🤖 AI Summary
This work addresses the problem of Poisson sampling over acyclic join query results, where tuples are sampled non-uniformly according to tuple-specific probabilities. The authors propose an approximate instance-optimal algorithm that performs sampling in $O(N + k \log N)$ time, where $N$ denotes the input size and $k$ the sample size. The key innovation lies in the first integration of random-access indexing with Poisson sampling into a unified framework, enabling efficient direct access to the $i$-th join tuple without materializing the full result while remaining compatible with the classic Yannakakis algorithm. Experimental evaluation demonstrates that the proposed method significantly outperforms conventional repeated Bernoulli trials, and the index structure proves highly efficient even in column-store systems.
📝 Abstract
We introduce the problem of Poisson sampling over joins: compute a sample of the result of a join query by conceptually performing a Bernoulli trial for each join tuple, using a non-uniform and tuple-specific probability.

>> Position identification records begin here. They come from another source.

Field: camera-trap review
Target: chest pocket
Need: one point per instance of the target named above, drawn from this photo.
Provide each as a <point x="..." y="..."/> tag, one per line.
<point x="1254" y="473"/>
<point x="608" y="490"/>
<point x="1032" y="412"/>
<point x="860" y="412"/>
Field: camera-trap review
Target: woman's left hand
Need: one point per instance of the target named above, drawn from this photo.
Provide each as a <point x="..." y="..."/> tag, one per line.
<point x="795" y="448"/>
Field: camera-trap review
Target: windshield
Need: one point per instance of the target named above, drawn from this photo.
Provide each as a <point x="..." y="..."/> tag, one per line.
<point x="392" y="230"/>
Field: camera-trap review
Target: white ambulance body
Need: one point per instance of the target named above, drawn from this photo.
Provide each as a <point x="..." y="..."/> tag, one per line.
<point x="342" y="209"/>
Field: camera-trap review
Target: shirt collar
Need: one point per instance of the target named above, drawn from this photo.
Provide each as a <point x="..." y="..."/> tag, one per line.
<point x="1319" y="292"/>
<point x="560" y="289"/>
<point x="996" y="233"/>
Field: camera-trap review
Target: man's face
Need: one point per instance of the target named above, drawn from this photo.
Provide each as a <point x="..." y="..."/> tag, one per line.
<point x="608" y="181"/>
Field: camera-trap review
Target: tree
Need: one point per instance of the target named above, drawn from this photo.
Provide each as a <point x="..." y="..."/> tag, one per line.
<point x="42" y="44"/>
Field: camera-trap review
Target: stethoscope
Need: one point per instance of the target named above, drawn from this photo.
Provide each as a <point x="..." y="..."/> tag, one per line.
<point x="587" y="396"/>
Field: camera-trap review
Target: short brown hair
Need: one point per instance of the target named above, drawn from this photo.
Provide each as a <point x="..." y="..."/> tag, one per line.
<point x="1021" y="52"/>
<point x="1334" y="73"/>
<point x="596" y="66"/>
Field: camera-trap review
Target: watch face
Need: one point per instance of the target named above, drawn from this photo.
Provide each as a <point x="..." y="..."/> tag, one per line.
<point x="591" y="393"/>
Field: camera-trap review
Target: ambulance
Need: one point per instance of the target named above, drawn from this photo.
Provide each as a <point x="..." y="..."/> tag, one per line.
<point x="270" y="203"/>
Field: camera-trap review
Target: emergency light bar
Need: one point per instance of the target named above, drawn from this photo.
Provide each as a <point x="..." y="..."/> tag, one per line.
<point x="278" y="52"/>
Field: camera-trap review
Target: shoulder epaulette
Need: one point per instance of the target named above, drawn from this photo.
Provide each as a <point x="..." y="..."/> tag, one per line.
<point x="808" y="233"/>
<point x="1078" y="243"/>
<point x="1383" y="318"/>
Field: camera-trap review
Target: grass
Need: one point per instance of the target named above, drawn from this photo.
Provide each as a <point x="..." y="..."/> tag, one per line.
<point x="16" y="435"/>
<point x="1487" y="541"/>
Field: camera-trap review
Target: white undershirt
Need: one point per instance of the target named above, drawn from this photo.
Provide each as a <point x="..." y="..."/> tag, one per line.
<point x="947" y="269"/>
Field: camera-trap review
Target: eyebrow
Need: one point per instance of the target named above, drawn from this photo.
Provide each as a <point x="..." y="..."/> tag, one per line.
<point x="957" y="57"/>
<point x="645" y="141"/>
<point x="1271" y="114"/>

We propose an algorithm for Poisson sampling over acyclic joins that is nearly instance-optimal, running in time O(N + k \log N) where N is the size of the input database, and k is the size of the resulting sample. Our algorithm hinges on two building blocks: (1) The construction of a random-access index that allows, given a number i, to randomly access the i-th join tuple without fully materializing the (possibly large) join result; (2) The probing of this index to construct the result sample. We study the engineering trade-offs required to make both components practical, focusing on their implementation in column stores, and identify best-performing alternatives for both. Our experiments on real-world data demonstrate that this pair of alternatives significantly outperforms the repeated-Bernoulli-trial algorithm for Poisson sampling while also demonstrating that the random-access index by itself can be used to competively implement Yannakakis' acyclic join processing algorithm when no sampling is required. This shows that, as far a query engine design is concerned, it is possible to adopt a uniform basis for both classical acyclic join processing and Poisson sampling, both without regret compared to classical join and sampling algorithms.